2.            Maksud dan Tujuan:
a.            maksud dari penyelenggaraan FGD ini adalah untuk mengkaji dan merumuskan masukan-masukan dan pemikiran yang komprehensif dan konstruktif terkait materi muatan dalam RUU tersebut, agar dapat diimplementasikan dan membantu tugas Polri dalam mencegah dan memberantas tindak pidana pendanaan terorisme; dan
b.            tujuan dari penyelenggaraan FGD ini adalah memberikan pengetahuan para peserta sekaligus merumuskan hal-hal krusial yang belum terakomodir dalam RUU tersebut dan menjadi kendala dalam menangani tindak pidana pendanaan terorisme saat ini.

B.           PELAKSANAAN
1.            Waktu dan Tema:
a.            hari/tanggal  : Selasa, 22 November 2011;
b.            pukul             : 08.30 s.d. 16.30 WIB;
c.            tempat           : Hotel Kaisar, Jalan PLN Duren Tiga Jakarta;
d.            tema              :”Menjadikan RUU tentang Tindak Pidana Pendanaan Terorisme Sebagai Aturan Hukum Yang Komprehensif Untuk Mencegah dan Memberantas Tindak Pidana Terorisme Dalam Rangka Mewujudkan Keamanan Dalam Negeri”.

2.            Narasumber:
a.            Kepala Badan Nasional Penanggulangan Terorisme (BNPT) diwakili oleh Deputi II BNPT Brigjen Pol Drs. M. Tito Karnavian, M.A, dengan pokok bahasan “Strategi dan Kesiapan BNPT Dalam Pemberantasan Terorisme Melalui Pencegahan dan Pemberantasan Pembiayaan Terorisme Dengan Mengejar Sumber Uangnya (Follow the Money)”;
b.            Kepala Pusat Pelaporan Analisis dan Transaksi Keuangan, (PPATK) Muhammad Yusuf, S.H., M.H., dengan pokok bahasan “Strategi dan Peran PPATK Dalam Melakukan Pencegahan Pendanaan Terorisme, Pengawasan Terhadap Transaksi Keuangan Yang Mencurigakan, dan Kerja Sama Dengan Aparat Penegak Hukum”; dan
c.            Direktur Perancangan Ditjen Peraturan Perundang-undangan Kementerian Hukum dan HAM Drs. Zafrullah Salim, M.H., dengan pokok bahasan ”Implementasi International Convention For the Suppression of the Financing of Terrorism, 1999 atau Konvensi Internasional Pemberantasan Pendanaan Terorisme ke Dalam Sistem Peraturan Perundang-undangan                    di Indonesia”;

3.            Peserta:
b.            Kasubbagkum dan Kasatreskrim Polres jajaran Polda Metro Jaya (Jakarta, Bekasi, Depok, dan Tangerang);
c.            perwakilan Satker Bareskrim Polri, Baintelkam Polri, Divhubinter Polri, Div TI Polri, Divhumas Polri, Divkum Polri, dan Densus 88 AT Polri; dan
d.            perwakilan dari Kementerian Hukum dan HAM, Kementerian Keuangan, PPATK, BNPT, dan Program Pasca Sarjana Studi Terorisme dan Keamanan Nasional Universitas Indonesia.
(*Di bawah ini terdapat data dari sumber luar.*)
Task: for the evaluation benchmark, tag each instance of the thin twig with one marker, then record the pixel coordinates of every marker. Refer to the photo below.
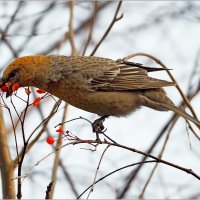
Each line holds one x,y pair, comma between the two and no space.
115,19
98,166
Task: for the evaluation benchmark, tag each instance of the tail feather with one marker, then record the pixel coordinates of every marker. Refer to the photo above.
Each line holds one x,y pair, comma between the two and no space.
181,113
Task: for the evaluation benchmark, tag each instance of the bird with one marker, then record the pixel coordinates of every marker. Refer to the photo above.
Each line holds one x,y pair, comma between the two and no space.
95,84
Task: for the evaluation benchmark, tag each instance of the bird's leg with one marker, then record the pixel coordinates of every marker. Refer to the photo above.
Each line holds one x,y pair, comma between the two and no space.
98,127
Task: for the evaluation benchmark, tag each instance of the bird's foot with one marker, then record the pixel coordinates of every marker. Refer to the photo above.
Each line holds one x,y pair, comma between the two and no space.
98,127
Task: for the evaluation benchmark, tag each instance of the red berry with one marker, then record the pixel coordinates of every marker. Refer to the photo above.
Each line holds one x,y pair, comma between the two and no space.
4,88
50,140
15,87
36,102
27,91
40,91
60,130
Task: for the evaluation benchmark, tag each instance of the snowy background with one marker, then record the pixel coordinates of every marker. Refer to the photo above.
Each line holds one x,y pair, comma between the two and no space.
165,29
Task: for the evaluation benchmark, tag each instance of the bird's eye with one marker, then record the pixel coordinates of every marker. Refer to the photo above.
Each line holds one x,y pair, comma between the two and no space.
12,74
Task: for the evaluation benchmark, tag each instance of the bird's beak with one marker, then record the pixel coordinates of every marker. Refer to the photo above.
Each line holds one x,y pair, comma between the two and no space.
3,82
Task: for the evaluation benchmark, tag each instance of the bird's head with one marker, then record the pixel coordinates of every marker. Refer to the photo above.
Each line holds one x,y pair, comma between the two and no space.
26,71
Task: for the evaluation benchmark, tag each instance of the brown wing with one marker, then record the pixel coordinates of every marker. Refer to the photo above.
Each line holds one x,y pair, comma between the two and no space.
126,77
102,74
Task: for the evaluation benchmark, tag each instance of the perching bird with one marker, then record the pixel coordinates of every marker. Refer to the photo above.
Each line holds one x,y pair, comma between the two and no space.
98,85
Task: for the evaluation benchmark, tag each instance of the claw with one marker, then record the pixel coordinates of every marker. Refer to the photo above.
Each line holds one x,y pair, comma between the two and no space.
98,127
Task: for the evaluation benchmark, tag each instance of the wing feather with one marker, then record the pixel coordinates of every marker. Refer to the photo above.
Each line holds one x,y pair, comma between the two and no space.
102,74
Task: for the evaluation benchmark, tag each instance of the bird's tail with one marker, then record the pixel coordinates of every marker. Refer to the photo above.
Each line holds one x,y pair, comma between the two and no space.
181,113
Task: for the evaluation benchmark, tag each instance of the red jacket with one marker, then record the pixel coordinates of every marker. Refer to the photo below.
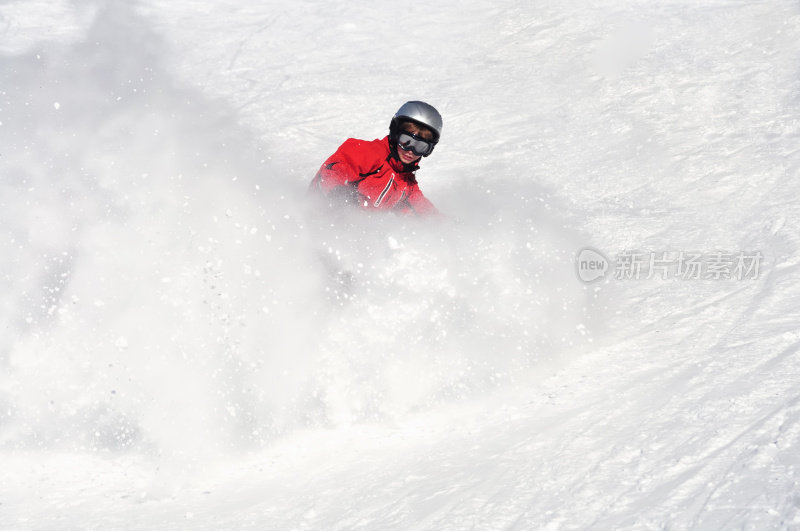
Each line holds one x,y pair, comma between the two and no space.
365,172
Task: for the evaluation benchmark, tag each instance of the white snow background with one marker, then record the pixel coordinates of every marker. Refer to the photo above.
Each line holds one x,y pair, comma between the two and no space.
184,344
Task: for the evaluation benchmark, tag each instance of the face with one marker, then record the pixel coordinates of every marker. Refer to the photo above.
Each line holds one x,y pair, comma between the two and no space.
409,157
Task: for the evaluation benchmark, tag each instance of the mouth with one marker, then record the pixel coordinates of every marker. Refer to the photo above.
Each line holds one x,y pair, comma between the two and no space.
407,157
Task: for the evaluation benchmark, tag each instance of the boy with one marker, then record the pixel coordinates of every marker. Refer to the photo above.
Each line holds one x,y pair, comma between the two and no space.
379,174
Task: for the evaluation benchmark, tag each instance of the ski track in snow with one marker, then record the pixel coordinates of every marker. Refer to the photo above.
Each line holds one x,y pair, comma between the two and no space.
185,346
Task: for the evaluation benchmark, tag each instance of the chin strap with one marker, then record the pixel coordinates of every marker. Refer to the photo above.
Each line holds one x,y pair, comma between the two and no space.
408,168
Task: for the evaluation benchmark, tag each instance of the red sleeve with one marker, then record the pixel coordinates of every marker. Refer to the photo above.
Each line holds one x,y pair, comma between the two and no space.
344,168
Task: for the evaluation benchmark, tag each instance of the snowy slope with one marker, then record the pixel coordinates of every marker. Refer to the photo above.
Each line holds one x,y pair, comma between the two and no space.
185,345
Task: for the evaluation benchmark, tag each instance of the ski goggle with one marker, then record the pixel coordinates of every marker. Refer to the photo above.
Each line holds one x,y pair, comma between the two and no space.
411,142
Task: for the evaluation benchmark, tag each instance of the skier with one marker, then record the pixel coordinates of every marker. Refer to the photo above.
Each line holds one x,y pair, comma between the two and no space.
379,174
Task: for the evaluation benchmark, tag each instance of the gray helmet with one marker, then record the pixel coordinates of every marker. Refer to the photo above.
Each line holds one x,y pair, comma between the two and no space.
420,113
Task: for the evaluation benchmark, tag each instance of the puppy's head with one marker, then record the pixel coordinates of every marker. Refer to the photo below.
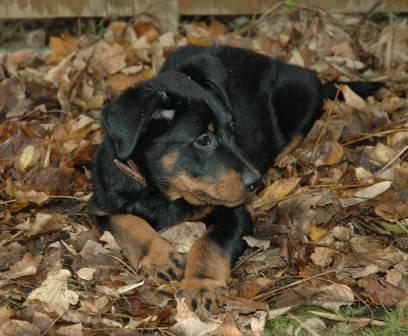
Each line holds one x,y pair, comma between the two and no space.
183,137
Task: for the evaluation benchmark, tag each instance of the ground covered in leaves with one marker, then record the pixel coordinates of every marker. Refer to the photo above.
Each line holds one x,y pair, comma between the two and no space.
332,222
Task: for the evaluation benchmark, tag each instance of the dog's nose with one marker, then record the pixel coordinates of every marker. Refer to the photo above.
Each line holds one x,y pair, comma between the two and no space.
251,180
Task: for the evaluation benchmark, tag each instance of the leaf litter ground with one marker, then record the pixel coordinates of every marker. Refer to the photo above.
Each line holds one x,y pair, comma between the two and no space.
331,223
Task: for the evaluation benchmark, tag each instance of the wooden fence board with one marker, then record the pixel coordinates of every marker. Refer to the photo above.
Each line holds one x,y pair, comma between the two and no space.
166,11
236,7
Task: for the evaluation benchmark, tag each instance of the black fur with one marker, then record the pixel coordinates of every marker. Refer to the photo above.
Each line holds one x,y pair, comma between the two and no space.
257,105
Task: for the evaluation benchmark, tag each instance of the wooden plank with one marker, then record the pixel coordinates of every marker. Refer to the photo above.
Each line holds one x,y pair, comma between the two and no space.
240,7
166,11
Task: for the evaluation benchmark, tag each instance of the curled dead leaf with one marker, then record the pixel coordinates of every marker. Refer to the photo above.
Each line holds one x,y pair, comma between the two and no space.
54,292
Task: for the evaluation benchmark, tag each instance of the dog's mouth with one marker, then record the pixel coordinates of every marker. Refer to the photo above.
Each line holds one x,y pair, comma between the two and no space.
200,198
226,190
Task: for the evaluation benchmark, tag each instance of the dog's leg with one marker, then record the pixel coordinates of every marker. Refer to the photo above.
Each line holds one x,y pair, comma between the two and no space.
145,248
211,257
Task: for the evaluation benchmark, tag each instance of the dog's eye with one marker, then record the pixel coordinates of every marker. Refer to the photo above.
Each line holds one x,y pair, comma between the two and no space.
203,140
233,127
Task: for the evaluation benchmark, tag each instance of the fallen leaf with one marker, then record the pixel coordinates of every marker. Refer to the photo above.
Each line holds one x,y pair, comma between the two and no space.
182,236
54,292
258,323
262,244
327,153
71,330
382,292
330,297
276,191
323,256
366,193
86,273
25,267
316,232
351,98
19,328
45,223
314,326
110,241
188,324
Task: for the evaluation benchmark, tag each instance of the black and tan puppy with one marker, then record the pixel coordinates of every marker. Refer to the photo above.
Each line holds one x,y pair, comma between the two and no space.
198,138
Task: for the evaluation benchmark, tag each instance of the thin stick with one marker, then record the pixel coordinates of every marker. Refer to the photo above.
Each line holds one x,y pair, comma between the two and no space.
392,160
268,295
377,134
45,332
246,259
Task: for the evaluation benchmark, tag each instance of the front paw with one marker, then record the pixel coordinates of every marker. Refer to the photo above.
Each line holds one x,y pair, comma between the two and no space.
162,261
201,295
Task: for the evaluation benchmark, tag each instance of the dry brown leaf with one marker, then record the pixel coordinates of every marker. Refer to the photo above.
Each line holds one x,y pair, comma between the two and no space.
25,267
352,99
19,328
328,153
54,292
242,305
382,292
330,297
258,323
314,326
323,256
188,324
183,236
45,223
262,244
275,192
316,233
33,196
366,194
61,47
98,256
71,330
107,59
86,273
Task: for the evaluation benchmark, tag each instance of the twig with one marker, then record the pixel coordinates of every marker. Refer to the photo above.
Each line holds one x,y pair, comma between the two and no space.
304,325
8,202
246,259
377,134
6,241
392,160
125,264
45,332
268,295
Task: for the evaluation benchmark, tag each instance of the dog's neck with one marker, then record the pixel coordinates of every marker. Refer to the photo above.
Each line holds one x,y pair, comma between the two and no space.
132,170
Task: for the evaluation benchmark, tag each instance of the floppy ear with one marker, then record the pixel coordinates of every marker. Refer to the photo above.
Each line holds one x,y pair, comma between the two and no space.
209,72
125,118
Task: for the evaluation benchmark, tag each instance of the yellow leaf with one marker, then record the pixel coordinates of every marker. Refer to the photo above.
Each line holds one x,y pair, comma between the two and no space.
26,157
316,232
276,191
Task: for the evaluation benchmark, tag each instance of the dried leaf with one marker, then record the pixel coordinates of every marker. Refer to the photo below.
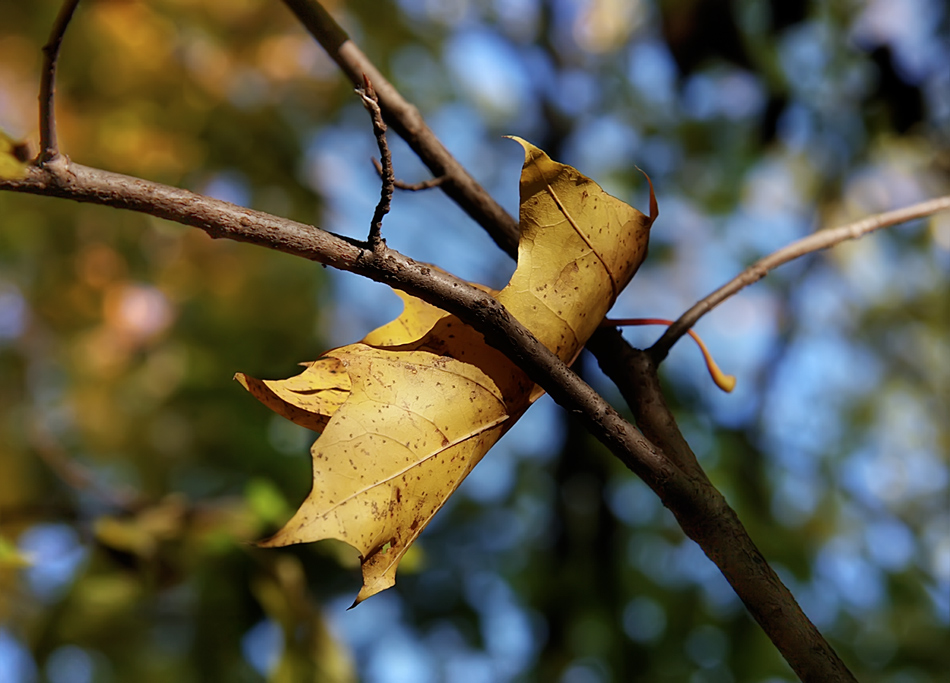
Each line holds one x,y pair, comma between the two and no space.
409,411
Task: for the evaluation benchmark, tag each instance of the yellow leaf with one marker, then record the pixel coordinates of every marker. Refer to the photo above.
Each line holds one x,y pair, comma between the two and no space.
408,412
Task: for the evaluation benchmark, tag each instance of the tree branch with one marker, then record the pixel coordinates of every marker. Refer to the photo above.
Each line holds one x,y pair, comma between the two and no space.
371,102
49,147
406,120
823,239
701,511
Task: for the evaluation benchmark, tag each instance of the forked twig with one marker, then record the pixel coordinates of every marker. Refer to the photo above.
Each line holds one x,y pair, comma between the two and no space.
412,187
371,102
823,239
49,147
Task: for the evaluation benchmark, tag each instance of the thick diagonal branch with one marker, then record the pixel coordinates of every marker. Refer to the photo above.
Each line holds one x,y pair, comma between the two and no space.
824,239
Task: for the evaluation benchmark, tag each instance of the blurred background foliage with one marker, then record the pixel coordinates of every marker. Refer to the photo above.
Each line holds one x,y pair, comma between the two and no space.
134,473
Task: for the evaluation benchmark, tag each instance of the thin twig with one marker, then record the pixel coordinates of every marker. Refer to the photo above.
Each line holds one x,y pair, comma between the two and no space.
49,146
823,239
411,187
371,102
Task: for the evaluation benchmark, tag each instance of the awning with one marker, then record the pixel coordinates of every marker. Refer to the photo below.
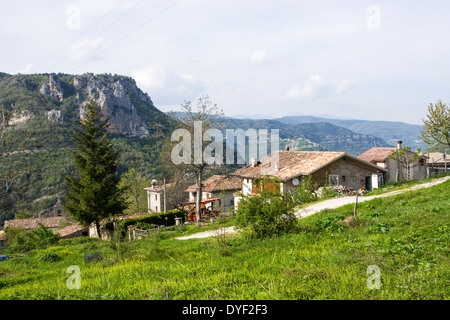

4.           Agenda Kegiatan:
a.            Laporan Ketua Pelaksana FGD, yang disampaikan oleh Kabagsunkum Rosunluhkum Divkum Polri, Kombes Pol       Drs. Bambang Sri Herwanto, M.H.;
b.            Sambutan Pembukaan FGD dari Kadivkum Polri, yang disampaikan oleh Karosunluhkum Divkum Polri Brigjen Pol     Dr. R.M. Panggabean, S.H., M.H., dengan inti sebagai berikut:
1)           RUU ini sangat penting bagi masyarakat dan bangsa Indonesia, oleh karenanya sengaja FGD ini diselenggarakan dengan menghadirkan peserta dari berbagai komponen, dengan harapan kita bisa memperoleh manfaat, pendapat, tanggapan, pandangan serta saran masukan atas RUU dimaksud, sebagai kontribusi positif dari Polri guna dijadikan bahan masukan bagi seluruh stakeholder;
2)           upaya pemberantasan tindak pidana terorisme yang dilakukan pemerintah baru sebatas pada upaya menangkap pelaku tindak pidana dari jaringannya namun belum difokuskan pada penanganan pendanaan tindak pidana terorisme, sehingga perlu dipahami bahwa pendanaan terorisme (financing of terrorism) merupakan faktor utama dalam setiap aksi terorisme dan masuk dalam daftar kejahatan internasional;
3)           upaya pemberantasan tindak pidana terorisme dengan cara konvensional (follow the suspect) ternyata bukan satu-satunya cara untuk mencegah dan memberantas tidak pidana terorisme secara maksimal, namun upaya lain yang perlu dilakukan adalah dengan menggunakan sistem dan mekanisme follow the money dengan melibatkan penyedia jasa keuangan, aparat penegak hukum, dan kerja sama internasional untuk mendeteksi aliran dana yang diduga untuk kegiatan teroris;

4)           disadari teroris sangat memerlukan infrastruktur sistem keuangan untuk memobilisasi dan menyalurkan dananya, namun yang membuat pendanaan terorisme menjadi sangat berbahaya adalah strategi teroris dalam menggunakan organisasi amal atau nirlaba sebagai sumber pendanaan dan kemampuan menginfiltrasi sistem keuangan negara-negara miskin dan berkembang, selain itu, pendanaan terorisme dapat pula berasal dari sumber yang halal atau legal, yang  mempersulit penelusuran dan pembuktian aliran dana tersebut dibandingkan dengan money laundering yang sumber dananya hanya dari hasil tindak pidana;
5)           upaya memasukan tindak pidana terorisme sebagai salah satu tindak pidana asal (predicate crime) dalam Undang-Undang Nomor 8 Tahun 2010 tentang Pencegahan dan Pemberantasan Tindak Pidana Pencucian Uang, ternyata masih belum dapat diimplementasikan secara efektif dalam pencegahan dan pemberantasan tindak pidana pendanaan terorisme, bahkan Undang-Undang Nomor 15 Tahun 2003, yang telah mengkriminalisasi pendanaan terorisme sebagai tindak pidana ternyata masih memiliki “loopholes” sehingga pengaturannya belum menjamin kepastian hukum dan ketertiban hukum dalam masyarakat; dan
6)           mengingat pentingnya substansi RUU ini, diharapkan seluruh peserta dapat memberikan masukan yang konstruktif bagi penyempurnaan RUU tentang Tindak Pidana Pendanaan Terorisme, sekaligus ucapan terima kasih kepada para nara sumber yang bersedia meluangkan waktunya untuk memberikan materi dan pandangan pemikirannya.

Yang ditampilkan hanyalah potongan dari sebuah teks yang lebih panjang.